The Company is charged a monthly fee for operating expenses and overhead as a result of the use of a shared facility and employees of an affiliate.
 
Concentration of Credit Risk
 
The Company earns predominately royalty revenues from 16 licensees.
 
With regards to 2015, concentrations of sales from 7 licensees range from 10% to 14%, totaling 77%. There are receivables from 4 licensees ranging from 12% to 26% totaling 84%. Included in these amounts for 2015 are sales from 1 licensee considered a related party representing 10% of sales. There are receivables from 3 licensees that are considered related parties of 22%, 24% and 26%.
 
With regards to 2014, concentrations of sales from 6 licensees range from 11% to 18% totaling 88%. There were receivables from 3 licensees ranging from 18% to 34% totaling 71%. Included in these amounts for 2014 were 2 licensees considered related parties, representing 11% and 13% of sales.
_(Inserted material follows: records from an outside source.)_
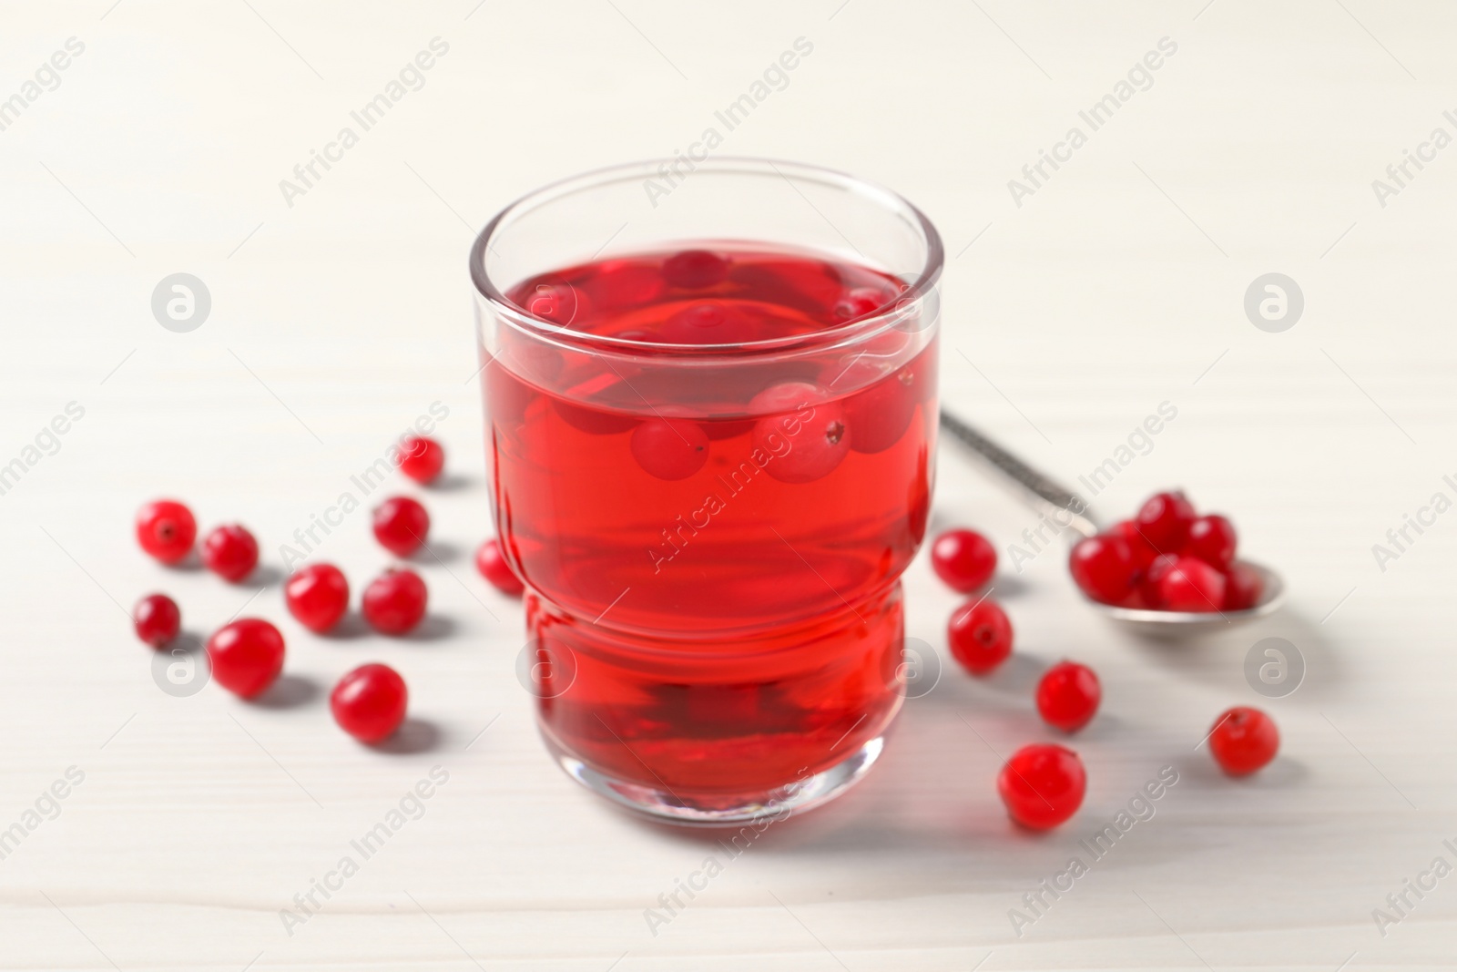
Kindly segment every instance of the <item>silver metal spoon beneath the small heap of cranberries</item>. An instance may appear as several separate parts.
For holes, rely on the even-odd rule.
[[[1029,506],[1046,513],[1055,523],[1069,526],[1077,533],[1077,539],[1100,532],[1101,528],[1093,510],[1072,490],[1042,475],[947,411],[941,412],[941,428],[1001,474],[1005,481],[1018,487]],[[1244,624],[1272,615],[1285,603],[1285,581],[1281,580],[1281,576],[1263,564],[1244,563],[1260,576],[1260,602],[1246,611],[1145,611],[1142,608],[1104,605],[1087,597],[1087,595],[1084,595],[1084,600],[1119,624],[1144,634],[1157,634],[1161,637],[1199,634]]]

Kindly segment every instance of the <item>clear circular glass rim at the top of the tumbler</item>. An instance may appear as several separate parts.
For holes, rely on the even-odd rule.
[[[587,172],[580,172],[564,179],[548,182],[508,203],[504,208],[501,208],[501,211],[491,217],[471,245],[471,281],[475,286],[476,296],[484,299],[491,309],[511,326],[529,334],[530,337],[546,341],[562,341],[564,344],[587,350],[622,353],[643,351],[650,354],[682,353],[692,354],[694,357],[714,356],[715,353],[724,353],[731,348],[736,356],[743,356],[745,350],[782,351],[803,345],[817,347],[820,344],[833,344],[836,341],[844,341],[845,338],[860,340],[873,337],[883,329],[898,326],[900,319],[905,316],[906,305],[915,305],[922,297],[932,293],[941,277],[941,271],[946,265],[946,251],[941,243],[941,235],[937,232],[935,224],[931,223],[925,213],[922,213],[914,203],[906,200],[899,192],[886,188],[879,182],[849,175],[848,172],[804,162],[785,162],[763,156],[711,156],[704,162],[698,162],[689,175],[696,175],[699,172],[739,172],[746,175],[772,173],[784,178],[787,182],[790,182],[790,176],[798,176],[807,181],[839,187],[877,200],[887,211],[899,213],[908,217],[908,220],[919,229],[921,236],[925,240],[925,259],[921,270],[916,273],[915,278],[906,284],[905,291],[898,294],[892,303],[884,305],[871,315],[848,321],[842,325],[826,328],[823,331],[812,331],[809,334],[768,338],[762,341],[745,341],[737,344],[664,344],[660,341],[635,341],[632,338],[592,334],[589,331],[573,331],[570,326],[562,326],[546,321],[545,318],[538,318],[516,306],[506,297],[501,289],[497,287],[495,281],[491,280],[485,270],[485,252],[491,248],[491,242],[495,235],[507,227],[514,217],[538,205],[583,189],[609,185],[613,182],[624,182],[628,179],[656,176],[660,166],[672,165],[672,162],[673,159],[669,157],[657,157],[600,166],[597,169],[589,169]],[[793,187],[794,184],[790,182],[790,185]],[[829,220],[826,220],[826,223],[828,222]],[[830,227],[833,227],[833,223],[830,223]],[[763,242],[772,243],[775,240]],[[854,243],[851,243],[851,248],[854,249]]]

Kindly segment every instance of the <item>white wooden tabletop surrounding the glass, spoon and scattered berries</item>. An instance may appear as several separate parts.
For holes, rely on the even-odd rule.
[[[0,861],[0,966],[1450,968],[1457,877],[1384,937],[1371,912],[1457,864],[1457,513],[1384,571],[1371,546],[1457,498],[1457,149],[1386,207],[1371,181],[1434,127],[1457,134],[1457,12],[1203,3],[6,3],[0,98],[67,38],[86,48],[0,133],[0,463],[67,402],[86,412],[0,495],[0,826],[67,767],[86,780]],[[434,36],[450,50],[425,86],[288,207],[278,181]],[[644,909],[715,845],[606,809],[536,737],[520,608],[469,563],[488,513],[465,255],[548,179],[685,149],[798,36],[813,54],[724,152],[919,204],[949,249],[947,404],[1071,479],[1171,402],[1099,509],[1183,485],[1292,597],[1158,647],[1094,616],[1061,549],[1004,570],[1014,662],[949,669],[858,790],[772,828],[653,936]],[[1179,47],[1154,85],[1016,205],[1007,181],[1163,36]],[[176,271],[213,296],[191,334],[150,312]],[[1271,271],[1305,294],[1284,334],[1241,306]],[[149,563],[136,507],[175,494],[204,528],[242,520],[277,577],[278,544],[434,401],[452,485],[427,495],[427,637],[309,637],[274,583],[248,611],[288,637],[286,698],[160,692],[134,599],[169,590],[205,634],[259,584]],[[937,528],[1005,545],[1034,522],[950,446],[938,485]],[[386,563],[366,517],[319,552],[356,583]],[[911,634],[944,647],[954,597],[924,558],[908,589]],[[1308,666],[1272,702],[1241,672],[1266,635]],[[1104,708],[1072,743],[1081,813],[1032,836],[994,753],[1055,737],[1030,688],[1064,656],[1096,666]],[[373,659],[411,685],[398,752],[328,716],[334,679]],[[1195,746],[1240,702],[1284,748],[1230,781]],[[278,911],[433,765],[450,780],[427,813],[286,934]],[[1180,783],[1157,818],[1014,936],[1008,909],[1164,765]]]

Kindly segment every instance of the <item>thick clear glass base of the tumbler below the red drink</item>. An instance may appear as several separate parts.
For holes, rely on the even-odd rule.
[[[567,775],[597,796],[654,820],[683,826],[724,826],[765,818],[782,819],[791,813],[817,807],[833,800],[870,772],[884,750],[886,740],[884,736],[876,736],[833,767],[772,790],[742,794],[696,794],[613,780],[564,750],[551,737],[551,733],[543,732],[542,739]]]

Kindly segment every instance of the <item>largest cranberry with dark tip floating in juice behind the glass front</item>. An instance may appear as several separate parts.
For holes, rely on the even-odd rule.
[[[749,401],[753,444],[769,462],[765,472],[779,482],[813,482],[828,477],[849,453],[851,431],[839,402],[809,382],[784,382]]]

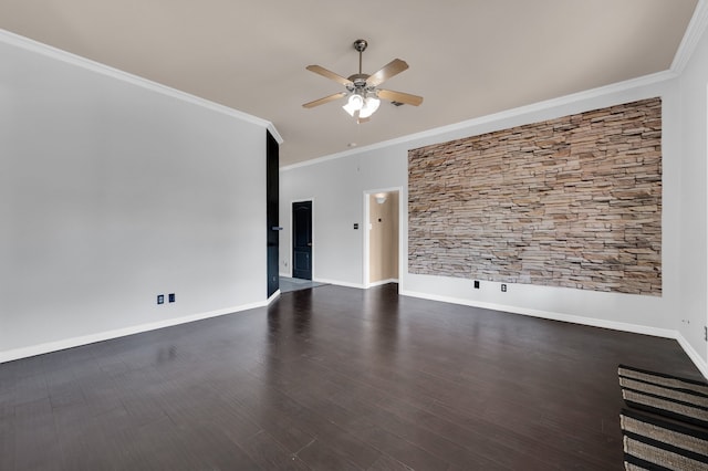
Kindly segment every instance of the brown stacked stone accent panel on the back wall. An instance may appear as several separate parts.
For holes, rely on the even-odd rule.
[[[410,150],[410,273],[662,294],[662,101]]]

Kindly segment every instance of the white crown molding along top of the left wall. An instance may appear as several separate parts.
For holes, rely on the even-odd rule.
[[[211,102],[209,100],[181,92],[179,90],[159,84],[157,82],[153,82],[150,80],[140,77],[138,75],[133,75],[131,73],[102,64],[100,62],[95,62],[90,59],[82,57],[81,55],[72,54],[71,52],[66,52],[61,49],[56,49],[51,45],[41,43],[39,41],[34,41],[29,38],[21,36],[19,34],[12,33],[7,30],[0,29],[0,42],[4,44],[13,45],[15,48],[23,49],[25,51],[42,54],[44,56],[64,62],[66,64],[72,64],[77,67],[82,67],[84,70],[91,71],[101,75],[106,75],[112,78],[116,78],[122,82],[126,82],[126,83],[143,87],[166,96],[170,96],[173,98],[177,98],[179,101],[183,101],[192,105],[197,105],[216,113],[220,113],[220,114],[235,117],[258,126],[262,126],[264,128],[268,128],[268,130],[270,130],[270,133],[273,135],[275,140],[278,140],[278,144],[283,143],[283,138],[280,136],[280,134],[275,129],[275,126],[272,123],[270,123],[269,121],[259,118],[257,116],[249,115],[248,113],[239,112],[238,109],[233,109],[228,106],[223,106],[218,103]]]

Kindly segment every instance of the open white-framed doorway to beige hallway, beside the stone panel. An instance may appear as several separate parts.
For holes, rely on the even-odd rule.
[[[400,188],[364,192],[364,285],[398,283],[400,272]]]

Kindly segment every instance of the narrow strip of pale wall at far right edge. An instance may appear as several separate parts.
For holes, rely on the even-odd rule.
[[[708,32],[704,32],[679,78],[680,86],[680,266],[681,322],[677,326],[690,347],[708,363],[704,326],[708,325],[706,217],[708,206]]]

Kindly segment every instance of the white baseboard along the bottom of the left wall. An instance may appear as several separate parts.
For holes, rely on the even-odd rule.
[[[280,291],[277,291],[273,296],[279,295]],[[273,299],[271,296],[271,299]],[[79,347],[82,345],[94,344],[96,342],[110,341],[112,338],[125,337],[127,335],[139,334],[143,332],[155,331],[157,328],[171,327],[173,325],[186,324],[188,322],[201,321],[209,317],[218,317],[226,314],[232,314],[241,311],[248,311],[256,307],[263,307],[268,305],[269,301],[243,304],[235,307],[227,307],[218,311],[211,311],[207,313],[191,314],[183,317],[168,318],[165,321],[153,322],[149,324],[133,325],[129,327],[117,328],[114,331],[100,332],[97,334],[83,335],[81,337],[65,338],[56,342],[48,342],[44,344],[32,345],[29,347],[15,348],[11,350],[0,352],[0,364],[12,362],[20,358],[27,358],[31,356],[42,355],[51,352],[63,350],[66,348]]]

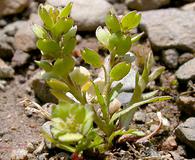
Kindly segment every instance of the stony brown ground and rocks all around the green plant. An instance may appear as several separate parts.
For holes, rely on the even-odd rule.
[[[97,26],[104,25],[110,9],[118,15],[139,10],[142,21],[135,32],[144,37],[132,51],[141,66],[148,51],[153,51],[156,66],[166,71],[150,84],[148,90],[159,89],[161,95],[174,100],[142,107],[134,116],[132,127],[147,134],[158,127],[156,112],[162,112],[166,127],[142,147],[128,145],[109,151],[110,159],[195,159],[195,0],[73,0],[71,17],[78,25],[78,45],[74,55],[80,60],[80,49],[89,47],[107,53],[95,39]],[[51,109],[56,99],[40,78],[34,60],[40,59],[31,26],[41,25],[37,15],[39,3],[66,5],[65,0],[1,0],[0,1],[0,159],[55,160],[69,155],[53,149],[40,135],[47,128],[45,119],[26,111],[21,101],[26,97]],[[105,61],[106,63],[106,61]],[[155,66],[154,66],[155,68]],[[97,71],[98,72],[98,71]],[[134,88],[134,71],[123,79],[124,92],[119,99],[126,103]],[[97,158],[95,158],[97,159]]]

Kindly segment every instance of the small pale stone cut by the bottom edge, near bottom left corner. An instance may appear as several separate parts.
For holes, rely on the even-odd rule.
[[[28,151],[25,149],[16,149],[11,153],[11,160],[27,160]]]

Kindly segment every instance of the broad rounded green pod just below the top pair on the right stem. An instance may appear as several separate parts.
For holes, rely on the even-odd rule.
[[[119,56],[125,55],[131,48],[131,37],[122,33],[113,33],[109,39],[109,49]]]

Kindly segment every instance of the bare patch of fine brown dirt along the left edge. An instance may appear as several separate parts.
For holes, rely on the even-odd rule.
[[[41,119],[29,118],[20,102],[29,95],[29,85],[22,75],[15,75],[5,91],[0,91],[0,159],[9,160],[15,149],[25,149],[29,142],[41,140]]]

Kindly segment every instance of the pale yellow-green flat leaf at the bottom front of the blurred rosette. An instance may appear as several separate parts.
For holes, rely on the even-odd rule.
[[[80,133],[66,133],[66,134],[58,137],[58,139],[61,142],[66,142],[66,143],[78,142],[82,138],[83,138],[83,135]]]

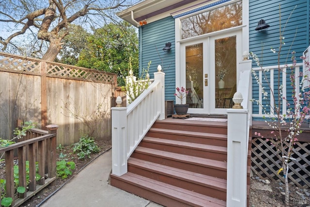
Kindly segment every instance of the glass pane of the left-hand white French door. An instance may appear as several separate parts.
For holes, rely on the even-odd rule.
[[[189,108],[203,108],[203,44],[185,47],[186,50],[186,104]]]

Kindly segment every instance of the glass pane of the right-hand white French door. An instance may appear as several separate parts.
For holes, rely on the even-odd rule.
[[[215,39],[215,107],[232,108],[236,92],[236,36]]]

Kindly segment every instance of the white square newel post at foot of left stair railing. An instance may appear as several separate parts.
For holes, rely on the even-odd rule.
[[[112,118],[112,174],[127,173],[127,108],[111,108]]]

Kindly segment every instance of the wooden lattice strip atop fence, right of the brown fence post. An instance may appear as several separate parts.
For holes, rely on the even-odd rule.
[[[113,84],[115,74],[66,65],[47,64],[47,75]]]

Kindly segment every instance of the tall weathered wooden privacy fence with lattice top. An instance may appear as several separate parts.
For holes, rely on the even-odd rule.
[[[80,136],[110,139],[117,76],[0,52],[0,137],[11,139],[18,119],[44,129],[57,123],[58,144]]]

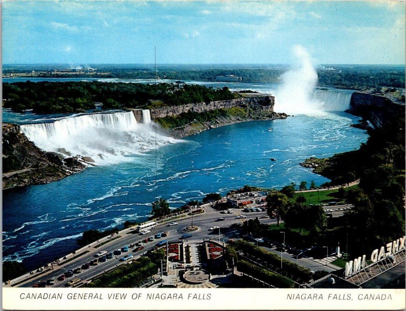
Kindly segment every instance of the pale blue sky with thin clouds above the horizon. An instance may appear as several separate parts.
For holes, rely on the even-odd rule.
[[[4,1],[3,63],[404,64],[404,2]]]

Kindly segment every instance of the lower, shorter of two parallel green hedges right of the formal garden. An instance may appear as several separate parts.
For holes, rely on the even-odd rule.
[[[254,278],[257,278],[265,283],[273,285],[278,288],[293,288],[294,282],[283,275],[270,272],[264,268],[254,265],[248,261],[240,260],[237,264],[240,272],[247,273]]]

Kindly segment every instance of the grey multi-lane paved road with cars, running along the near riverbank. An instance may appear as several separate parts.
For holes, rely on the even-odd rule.
[[[233,231],[234,229],[230,228],[232,224],[235,223],[242,223],[244,220],[236,219],[236,216],[239,214],[242,214],[241,210],[234,210],[233,214],[220,214],[219,212],[213,210],[209,206],[206,207],[206,212],[203,214],[195,215],[193,217],[193,224],[199,227],[199,230],[196,232],[191,233],[192,237],[188,239],[189,242],[191,241],[199,241],[201,242],[203,239],[218,239],[219,238],[219,231],[220,231],[220,239],[224,240],[224,238],[231,237],[233,236]],[[260,217],[262,215],[266,215],[266,212],[251,212],[247,213],[247,219],[253,219],[255,217]],[[225,220],[224,221],[217,221],[218,218],[223,217]],[[31,280],[28,280],[20,285],[19,287],[32,287],[32,285],[39,283],[40,280],[49,280],[55,277],[59,277],[59,275],[63,274],[69,269],[76,269],[78,267],[81,267],[83,264],[95,259],[94,255],[100,251],[108,251],[112,252],[114,250],[120,249],[121,247],[129,244],[134,244],[137,243],[138,241],[143,240],[144,238],[148,236],[155,235],[156,233],[162,232],[162,231],[169,231],[170,234],[168,237],[161,238],[160,240],[168,240],[170,242],[172,241],[180,241],[180,237],[185,234],[186,232],[184,231],[184,228],[187,225],[191,224],[191,218],[184,218],[184,219],[179,219],[176,220],[178,222],[178,225],[168,227],[167,224],[168,222],[164,224],[158,224],[158,226],[155,229],[151,230],[151,233],[148,233],[146,235],[139,235],[135,233],[135,230],[130,230],[126,233],[120,233],[122,236],[121,238],[114,239],[111,242],[100,246],[98,248],[93,248],[89,247],[88,250],[90,251],[87,254],[84,254],[83,256],[80,256],[79,258],[76,258],[72,260],[69,263],[66,264],[61,264],[61,266],[54,266],[54,270],[44,273],[42,275],[39,275],[37,278],[33,278]],[[275,219],[261,219],[261,223],[274,223],[276,222]],[[209,230],[213,226],[219,226],[219,229],[215,230]],[[146,243],[145,249],[141,252],[138,253],[133,253],[132,250],[135,248],[130,249],[129,252],[123,253],[120,256],[115,256],[113,259],[107,259],[106,262],[100,262],[96,266],[91,266],[89,269],[82,270],[81,273],[74,274],[74,277],[72,278],[67,278],[64,281],[57,281],[55,285],[52,287],[63,287],[65,286],[70,280],[73,278],[80,278],[81,280],[90,280],[94,278],[96,275],[103,273],[105,271],[108,271],[112,268],[115,268],[119,265],[126,264],[127,262],[121,262],[119,261],[120,258],[127,254],[132,254],[134,257],[131,259],[137,259],[139,258],[144,252],[151,250],[155,247],[156,243],[159,240],[155,240],[149,243]]]

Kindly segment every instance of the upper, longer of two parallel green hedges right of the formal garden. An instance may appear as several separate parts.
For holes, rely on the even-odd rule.
[[[281,264],[281,256],[265,251],[247,241],[238,240],[234,241],[231,245],[235,250],[240,250],[244,253],[258,257],[273,266],[278,267]],[[303,282],[308,282],[312,278],[312,272],[310,269],[303,268],[286,259],[282,259],[282,263],[283,270],[293,275],[295,278],[301,279]]]

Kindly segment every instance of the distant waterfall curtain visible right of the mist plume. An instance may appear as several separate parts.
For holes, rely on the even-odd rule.
[[[322,102],[323,111],[345,111],[350,108],[350,90],[314,90],[312,98]]]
There were receivables from 3 licensees that are considered related parties of 18%, 18% and 34%.
 
New Accounting Pronouncements
 
In June 2014, FASB issued Accounting Standards Update (“ASU”) No. 2014-09, “Revenue from Contracts with Customers”.  The update gives entities a single comprehensive model to use in reporting information about the amount and timing of revenue resulting from contracts to provide goods or services to customers. The proposed ASU, which would apply to any entity that enters into contracts to provide goods or services, would supersede the revenue recognition requirements in Topic 605, Revenue Recognition, and most industry-specific guidance throughout the Industry Topics of the Codification. Additionally, the update would supersede some cost guidance included in Subtopic 605-35, Revenue Recognition – Construction-Type and Production-Type Contracts. The update removes inconsistencies and weaknesses in revenue requirements and provides a more robust framework for addressing revenue issues and more useful information to users of financial statements through improved disclosure requirements. In addition, the update improves comparability of revenue recognition practices across entities, industries, jurisdictions, and capital markets and simplifies the preparation of financial statements by reducing the number of requirements to which an entity must refer. The update is effective for annual reporting periods beginning after December 15, 2016, including interim periods within that reporting period. This updated guidance is not expected to have a material impact on our results of operations, cash flows or financial condition. 
  
In August 2015,  FASB issued Accounting Standards Update (“ASU”) No.2015-14, “Revenue from Contracts with Customers (Topic 606): Deferral of the Effective Date” defers the effective date ASU No. 2014-09 for all entities by one year. Public business entities, certain not-for-profit entities, and certain employee benefit plans should apply the guidance in Update 2014-09 to annual reporting periods beginning after December 15, 2017, including interim reporting periods within that reporting period. Earlier application is permitted only as of annual reporting periods beginning after December 15, 2016, including interim reporting periods within that reporting period. All other entities should apply the guidance in Update 2014-09 to annual reporting periods beginning after December 15, 2018, and interim reporting periods within annual reporting periods beginning after December 15, 2019. All other entities may apply the guidance in ASU No. 2014-09 earlier as of an annual reporting period beginning after December 15, 2016, including interim reporting periods within that reporting period. All other entities also may apply the guidance in Update 2014-09 earlier as of an annual reporting period beginning after December 15, 2016, and interim reporting periods within annual reporting periods beginning one year after the annual reporting period in which the entity first applies the guidance in ASU No. 2014-09. We are currently reviewing the provisions of this ASU to determine if there will be any impact on our results of operations, cash flows or financial condition.
 
All new accounting pronouncements issued but not yet effective or adopted have been deemed not to be relevant to us, hence are not expected to have any impact once adopted.